Key points
- Clinicians should consider COVID-19 treatment in patients with mild or moderate COVID-19 who have one or more risk factors for severe COVID-19 to reduce progression to hospitalization and death.
- Treatment must be started as soon as possible and within 5-7 days of symptom onset.
- Pre-exposure prophylaxis (prevention) medication is available for some people who are moderately or severely immunocompromised for additional protection against COVID-19.
Who qualifies for treatment
Patients who are at higher risk for severe COVID-19 might benefit from outpatient treatment. Severe outcomes of COVID-19 include hospitalization, intensive care, ventilatory support, or death.
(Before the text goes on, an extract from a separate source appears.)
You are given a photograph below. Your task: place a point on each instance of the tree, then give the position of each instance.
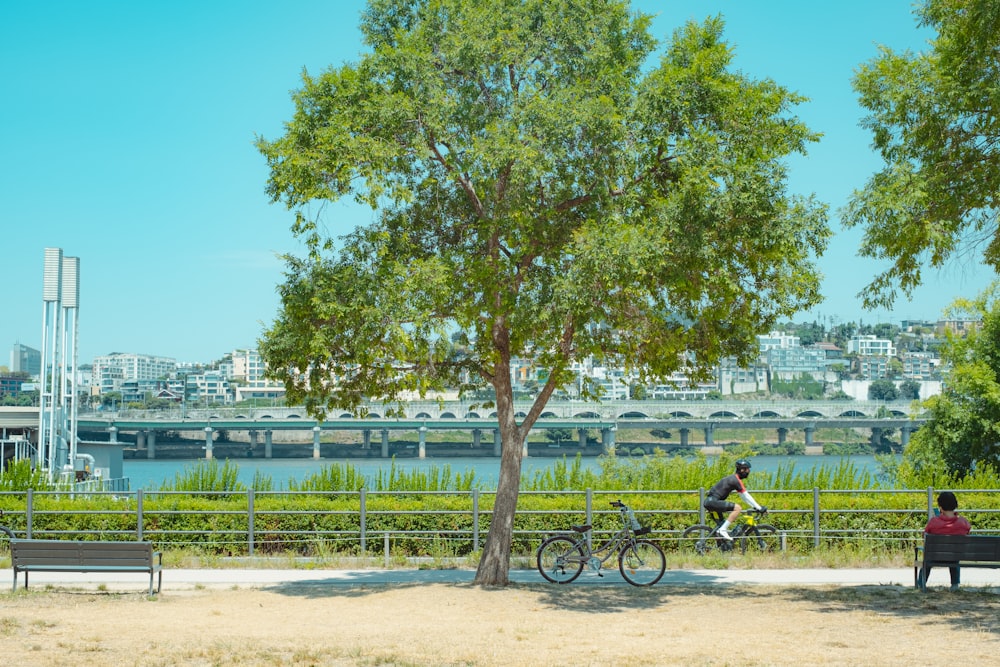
(542, 192)
(963, 421)
(882, 390)
(935, 121)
To minimize delays in antiviral treatment for patients at higher risk for severe COVID-19, use a nucleic acid amplification test (NAAT), such as a PCR test, when possible for reliable diagnosis.
Risk Factor
Risk factors for severe COVID-19 include:
- Age over 50 years, with risk increasing substantially at age ≥ 65 years
- Being unvaccinated or not being up to date on COVID-19 vaccinations
- Specific medical conditions, including immunocompromising conditions
Other factors, not listed here may be associated with severe COVID-19, such as a patient being a resident of a long-term care facility. Clinical judgment is needed to accurately assess a person’s risk on a case-by-case basis.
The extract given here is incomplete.